Defendant's seventh assignment of error is that the trial court gave an incomplete reinstruction in response to a jury question as follows:

"A JUROR: Did you say as long as negotiations are continuing on under a given contract the terms of the contract are still in force even though the contract may have been terminated originally in that their original terms as long as the process they are still bargaining for is still considered a binding contract? "THE COURT: I'll read the part of that instruction again. "If you find the listing agreement was extended by the Defendant, after the expiration date and the Plaintiff continued his efforts with the knowledge and approval of the Defendant, then any termination of the listing agreement by the Defendant would be effective only if made in good faith. "The Defendant cannot terminate the contract solely to avoid liability for the broker's commission while he continues to negotiate with a prospective purchaser procured by the broker."

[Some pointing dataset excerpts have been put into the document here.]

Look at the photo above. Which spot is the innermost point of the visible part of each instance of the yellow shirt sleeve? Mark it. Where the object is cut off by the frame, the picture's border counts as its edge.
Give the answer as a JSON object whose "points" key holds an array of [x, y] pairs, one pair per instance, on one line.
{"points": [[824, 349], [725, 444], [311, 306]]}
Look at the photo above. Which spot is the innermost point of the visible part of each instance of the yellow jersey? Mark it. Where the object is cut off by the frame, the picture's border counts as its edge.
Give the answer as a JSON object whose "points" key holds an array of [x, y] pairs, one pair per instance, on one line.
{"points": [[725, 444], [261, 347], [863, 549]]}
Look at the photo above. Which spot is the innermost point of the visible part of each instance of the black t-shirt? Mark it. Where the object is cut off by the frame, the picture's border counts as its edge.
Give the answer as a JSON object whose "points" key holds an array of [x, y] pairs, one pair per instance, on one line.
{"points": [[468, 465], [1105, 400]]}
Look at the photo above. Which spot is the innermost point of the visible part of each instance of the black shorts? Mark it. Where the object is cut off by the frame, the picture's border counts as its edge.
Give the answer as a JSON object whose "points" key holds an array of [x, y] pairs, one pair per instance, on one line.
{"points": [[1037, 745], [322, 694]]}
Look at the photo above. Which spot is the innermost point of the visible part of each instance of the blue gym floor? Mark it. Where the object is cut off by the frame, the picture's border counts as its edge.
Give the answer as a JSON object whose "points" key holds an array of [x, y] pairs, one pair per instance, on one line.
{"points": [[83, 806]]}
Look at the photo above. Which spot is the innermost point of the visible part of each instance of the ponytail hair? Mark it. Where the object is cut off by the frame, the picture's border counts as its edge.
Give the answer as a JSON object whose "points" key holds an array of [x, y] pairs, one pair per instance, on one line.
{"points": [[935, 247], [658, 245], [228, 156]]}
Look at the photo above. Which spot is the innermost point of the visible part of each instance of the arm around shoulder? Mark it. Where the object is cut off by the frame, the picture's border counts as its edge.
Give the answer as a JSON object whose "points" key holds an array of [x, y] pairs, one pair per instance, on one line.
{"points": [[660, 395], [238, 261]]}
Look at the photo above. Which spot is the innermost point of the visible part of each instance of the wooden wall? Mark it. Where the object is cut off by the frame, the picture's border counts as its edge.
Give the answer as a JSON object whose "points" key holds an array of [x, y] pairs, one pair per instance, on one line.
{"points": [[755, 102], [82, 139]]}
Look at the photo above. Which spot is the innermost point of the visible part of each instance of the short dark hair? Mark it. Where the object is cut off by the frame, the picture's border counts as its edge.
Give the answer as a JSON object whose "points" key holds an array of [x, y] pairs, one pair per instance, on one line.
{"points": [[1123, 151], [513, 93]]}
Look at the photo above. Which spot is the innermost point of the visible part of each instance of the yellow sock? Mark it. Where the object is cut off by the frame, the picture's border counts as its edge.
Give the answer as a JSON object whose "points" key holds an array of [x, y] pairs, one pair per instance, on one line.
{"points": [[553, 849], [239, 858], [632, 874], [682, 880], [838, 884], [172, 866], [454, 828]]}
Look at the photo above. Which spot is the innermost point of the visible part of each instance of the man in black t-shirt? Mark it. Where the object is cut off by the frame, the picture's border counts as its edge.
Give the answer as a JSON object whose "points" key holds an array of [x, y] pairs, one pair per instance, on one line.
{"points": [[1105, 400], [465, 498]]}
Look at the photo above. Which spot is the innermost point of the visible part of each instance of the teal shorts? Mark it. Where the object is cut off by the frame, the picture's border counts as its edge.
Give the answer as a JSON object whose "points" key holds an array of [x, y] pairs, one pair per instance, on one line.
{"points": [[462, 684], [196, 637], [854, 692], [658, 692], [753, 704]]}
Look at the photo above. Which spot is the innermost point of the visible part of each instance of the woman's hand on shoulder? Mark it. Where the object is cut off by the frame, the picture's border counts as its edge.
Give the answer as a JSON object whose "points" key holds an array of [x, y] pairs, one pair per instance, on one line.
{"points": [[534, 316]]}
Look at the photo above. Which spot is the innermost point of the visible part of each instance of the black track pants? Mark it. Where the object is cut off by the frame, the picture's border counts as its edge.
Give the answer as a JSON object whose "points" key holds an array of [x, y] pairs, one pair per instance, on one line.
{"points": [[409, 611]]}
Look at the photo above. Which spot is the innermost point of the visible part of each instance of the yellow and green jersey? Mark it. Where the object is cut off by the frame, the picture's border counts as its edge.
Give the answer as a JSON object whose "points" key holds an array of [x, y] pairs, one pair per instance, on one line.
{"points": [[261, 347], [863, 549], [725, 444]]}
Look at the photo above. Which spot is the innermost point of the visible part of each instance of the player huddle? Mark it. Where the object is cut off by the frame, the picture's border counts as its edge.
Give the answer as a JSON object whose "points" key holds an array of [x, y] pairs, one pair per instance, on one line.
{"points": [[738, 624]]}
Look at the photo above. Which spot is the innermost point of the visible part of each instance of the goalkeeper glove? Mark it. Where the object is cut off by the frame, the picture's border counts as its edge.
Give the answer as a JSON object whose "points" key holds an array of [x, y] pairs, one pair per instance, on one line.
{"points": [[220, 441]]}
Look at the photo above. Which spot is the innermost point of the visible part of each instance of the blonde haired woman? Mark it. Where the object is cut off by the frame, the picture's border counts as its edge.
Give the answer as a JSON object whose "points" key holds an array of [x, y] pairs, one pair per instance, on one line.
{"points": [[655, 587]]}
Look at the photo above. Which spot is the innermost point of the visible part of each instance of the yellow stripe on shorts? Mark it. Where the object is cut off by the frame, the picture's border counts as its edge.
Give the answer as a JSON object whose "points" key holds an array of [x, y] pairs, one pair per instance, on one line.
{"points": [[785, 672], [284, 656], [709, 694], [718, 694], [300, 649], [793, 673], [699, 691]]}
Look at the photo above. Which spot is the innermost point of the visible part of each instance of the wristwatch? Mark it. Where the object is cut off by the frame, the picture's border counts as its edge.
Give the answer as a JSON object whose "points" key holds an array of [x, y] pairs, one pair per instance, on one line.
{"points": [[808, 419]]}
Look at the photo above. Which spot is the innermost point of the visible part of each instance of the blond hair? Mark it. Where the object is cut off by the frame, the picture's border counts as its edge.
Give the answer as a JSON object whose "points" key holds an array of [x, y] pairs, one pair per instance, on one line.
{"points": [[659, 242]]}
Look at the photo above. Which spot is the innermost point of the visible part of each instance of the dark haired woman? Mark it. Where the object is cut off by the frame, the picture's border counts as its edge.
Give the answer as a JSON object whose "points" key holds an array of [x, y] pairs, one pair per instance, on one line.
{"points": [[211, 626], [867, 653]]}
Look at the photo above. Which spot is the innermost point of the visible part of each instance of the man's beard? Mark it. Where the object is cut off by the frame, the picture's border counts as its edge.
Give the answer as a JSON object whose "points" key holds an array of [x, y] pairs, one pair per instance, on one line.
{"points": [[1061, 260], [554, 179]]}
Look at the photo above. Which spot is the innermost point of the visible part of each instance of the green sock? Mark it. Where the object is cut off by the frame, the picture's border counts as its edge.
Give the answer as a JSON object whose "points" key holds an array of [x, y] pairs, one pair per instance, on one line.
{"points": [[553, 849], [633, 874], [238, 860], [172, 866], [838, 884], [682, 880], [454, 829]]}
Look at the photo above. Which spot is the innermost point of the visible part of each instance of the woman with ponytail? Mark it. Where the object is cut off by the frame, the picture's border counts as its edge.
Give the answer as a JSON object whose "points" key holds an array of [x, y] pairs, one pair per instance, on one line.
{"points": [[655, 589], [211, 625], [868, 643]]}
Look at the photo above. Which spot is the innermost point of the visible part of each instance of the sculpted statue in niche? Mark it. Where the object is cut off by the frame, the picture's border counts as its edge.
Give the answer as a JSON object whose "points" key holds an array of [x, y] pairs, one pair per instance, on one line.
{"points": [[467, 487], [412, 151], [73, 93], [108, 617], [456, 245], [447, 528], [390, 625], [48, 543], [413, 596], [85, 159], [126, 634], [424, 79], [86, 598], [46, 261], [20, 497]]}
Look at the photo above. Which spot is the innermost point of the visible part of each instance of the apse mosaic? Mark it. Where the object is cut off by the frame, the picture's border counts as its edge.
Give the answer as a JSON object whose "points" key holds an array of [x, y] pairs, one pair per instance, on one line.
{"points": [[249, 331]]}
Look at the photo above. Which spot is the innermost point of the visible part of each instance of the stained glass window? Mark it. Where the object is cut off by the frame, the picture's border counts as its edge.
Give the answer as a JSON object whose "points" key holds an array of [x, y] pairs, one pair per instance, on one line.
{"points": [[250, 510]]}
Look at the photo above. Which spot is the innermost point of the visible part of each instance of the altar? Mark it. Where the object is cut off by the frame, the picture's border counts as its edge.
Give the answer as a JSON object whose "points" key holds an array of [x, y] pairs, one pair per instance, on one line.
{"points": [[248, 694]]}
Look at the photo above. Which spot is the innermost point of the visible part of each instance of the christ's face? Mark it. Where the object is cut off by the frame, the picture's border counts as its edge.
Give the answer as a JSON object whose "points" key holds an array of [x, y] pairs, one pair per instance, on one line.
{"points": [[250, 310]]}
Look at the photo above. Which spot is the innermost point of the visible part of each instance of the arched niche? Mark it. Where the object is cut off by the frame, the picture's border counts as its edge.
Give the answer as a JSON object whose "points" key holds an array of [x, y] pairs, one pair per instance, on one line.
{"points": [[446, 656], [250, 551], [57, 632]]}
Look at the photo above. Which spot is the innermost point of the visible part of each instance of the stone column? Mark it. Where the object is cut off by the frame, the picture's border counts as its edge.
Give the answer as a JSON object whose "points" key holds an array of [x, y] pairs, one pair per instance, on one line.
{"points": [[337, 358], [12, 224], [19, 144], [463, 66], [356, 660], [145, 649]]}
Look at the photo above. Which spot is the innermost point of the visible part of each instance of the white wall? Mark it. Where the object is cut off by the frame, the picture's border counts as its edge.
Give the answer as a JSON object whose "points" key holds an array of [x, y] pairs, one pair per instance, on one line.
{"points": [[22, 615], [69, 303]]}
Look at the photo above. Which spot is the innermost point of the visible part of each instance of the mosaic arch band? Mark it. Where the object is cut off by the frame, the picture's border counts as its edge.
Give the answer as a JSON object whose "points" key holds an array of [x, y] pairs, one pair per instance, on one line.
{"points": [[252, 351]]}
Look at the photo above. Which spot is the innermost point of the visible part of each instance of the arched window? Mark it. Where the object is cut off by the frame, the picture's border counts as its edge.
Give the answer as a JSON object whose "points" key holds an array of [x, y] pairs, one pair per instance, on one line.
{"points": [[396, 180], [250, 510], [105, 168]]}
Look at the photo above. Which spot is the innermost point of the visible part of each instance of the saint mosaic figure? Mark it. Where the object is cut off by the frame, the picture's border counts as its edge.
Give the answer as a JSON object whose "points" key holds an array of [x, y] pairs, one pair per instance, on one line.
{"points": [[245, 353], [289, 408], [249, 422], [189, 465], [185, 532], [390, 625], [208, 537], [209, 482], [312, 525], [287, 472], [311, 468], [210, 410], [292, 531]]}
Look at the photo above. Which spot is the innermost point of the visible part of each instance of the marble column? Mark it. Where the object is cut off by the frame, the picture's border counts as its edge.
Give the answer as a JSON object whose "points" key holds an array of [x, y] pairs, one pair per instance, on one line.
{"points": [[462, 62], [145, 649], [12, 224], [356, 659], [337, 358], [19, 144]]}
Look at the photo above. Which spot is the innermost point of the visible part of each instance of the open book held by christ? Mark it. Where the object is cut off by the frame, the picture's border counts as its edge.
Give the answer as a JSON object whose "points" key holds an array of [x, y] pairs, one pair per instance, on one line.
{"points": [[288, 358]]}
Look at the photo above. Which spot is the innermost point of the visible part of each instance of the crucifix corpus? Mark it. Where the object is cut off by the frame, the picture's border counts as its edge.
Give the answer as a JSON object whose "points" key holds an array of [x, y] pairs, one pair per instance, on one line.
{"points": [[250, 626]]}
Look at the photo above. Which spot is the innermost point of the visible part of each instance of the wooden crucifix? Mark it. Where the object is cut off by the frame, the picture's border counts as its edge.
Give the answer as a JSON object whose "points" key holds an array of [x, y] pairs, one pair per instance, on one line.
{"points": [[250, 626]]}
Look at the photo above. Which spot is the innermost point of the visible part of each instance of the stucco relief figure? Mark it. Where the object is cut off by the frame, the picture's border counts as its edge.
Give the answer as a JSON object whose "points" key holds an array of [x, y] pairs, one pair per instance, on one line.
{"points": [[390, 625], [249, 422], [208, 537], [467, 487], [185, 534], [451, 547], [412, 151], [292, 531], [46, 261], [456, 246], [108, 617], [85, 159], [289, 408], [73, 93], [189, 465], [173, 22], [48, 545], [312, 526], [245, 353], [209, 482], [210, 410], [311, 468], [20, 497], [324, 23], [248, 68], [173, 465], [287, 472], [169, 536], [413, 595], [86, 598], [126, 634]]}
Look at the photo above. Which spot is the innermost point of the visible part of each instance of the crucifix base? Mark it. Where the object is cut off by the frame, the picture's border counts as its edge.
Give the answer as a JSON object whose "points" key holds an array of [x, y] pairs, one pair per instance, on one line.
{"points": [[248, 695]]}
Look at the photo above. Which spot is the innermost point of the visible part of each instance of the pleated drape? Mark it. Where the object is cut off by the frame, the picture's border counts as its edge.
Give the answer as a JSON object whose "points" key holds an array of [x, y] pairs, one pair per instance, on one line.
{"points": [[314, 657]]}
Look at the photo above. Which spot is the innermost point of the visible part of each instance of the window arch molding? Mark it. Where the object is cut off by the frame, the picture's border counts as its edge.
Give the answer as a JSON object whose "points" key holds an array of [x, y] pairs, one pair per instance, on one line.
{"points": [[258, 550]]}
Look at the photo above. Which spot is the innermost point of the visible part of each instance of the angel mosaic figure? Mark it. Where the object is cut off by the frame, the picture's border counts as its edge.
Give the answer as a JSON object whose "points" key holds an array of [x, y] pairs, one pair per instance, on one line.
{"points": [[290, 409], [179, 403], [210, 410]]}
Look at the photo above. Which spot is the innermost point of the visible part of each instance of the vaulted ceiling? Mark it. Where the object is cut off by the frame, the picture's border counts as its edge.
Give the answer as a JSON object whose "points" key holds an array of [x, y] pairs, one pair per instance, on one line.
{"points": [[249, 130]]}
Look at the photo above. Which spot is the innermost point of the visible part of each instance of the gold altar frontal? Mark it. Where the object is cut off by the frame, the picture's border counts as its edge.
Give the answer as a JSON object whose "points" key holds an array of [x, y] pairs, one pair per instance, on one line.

Defendant contends that the reinstruction was objectionable because it told the jury what to do if it found that the listing agreement had been extended, without telling them what to consider in deciding whether the agreement had been extended. The court had earlier given instructions on what was necessary to extend the contract. We are not aware of any authority, and defendant cites none, that requires a trial judge to tell the jury more than it wants to know on reinstruction. On the contrary, the statute on reinstruction, ORS 17.325, states:

"After the jury have retired for deliberation, if they desire to be informed of any point of law arising in the case, they may require the officer having them in charge to conduct them into court. Upon their being brought into court, the information required shall be given in the presence of, or after notice to the parties or their attorneys." (Emphasis supplied.)

In State v. Flett, 234 Or. 124, 129, 380 P.2d 634 (1963), we stated, "The advisability of reinstructing rests within the discretion of the trial court, subject to the statute." The trial court did not abuse its discretion in refusing to expand on the reinstruction.

Defendant's last two assignments of error contend that the verdict was not supported by the evidence. However, this was a jury trial and such a contention can only be preserved for appeal by a motion for a directed verdict during trial. See, e.g., Columbia Truck Sales, Inc. v. Humphrey, 281 Or. 705, 707, 576 P.2d 373 (1978), and cases therein cited. Defendant did not move for a directed verdict and therefore we do not consider these assignments of error.

Defendant argues that we should reconsider our rule requiring a motion for a directed verdict because we recently, in Maulding v. Clackamas County, 278 Or. 359, 563 P.2d 731 (1977), changed the law as to grounds for a new trial. Even if we were to apply Maulding prospectively, it would not aid defendant. The new trial rules are different from the sufficiency of evidence rules. We point out that the rule requiring a motion for a directed verdict at trial in order to preserve the "sufficiency of evidence" objection for appeal has been the law since Davis v. Emmons, 32 Or. 389, 395, 51 P. 652 (1898).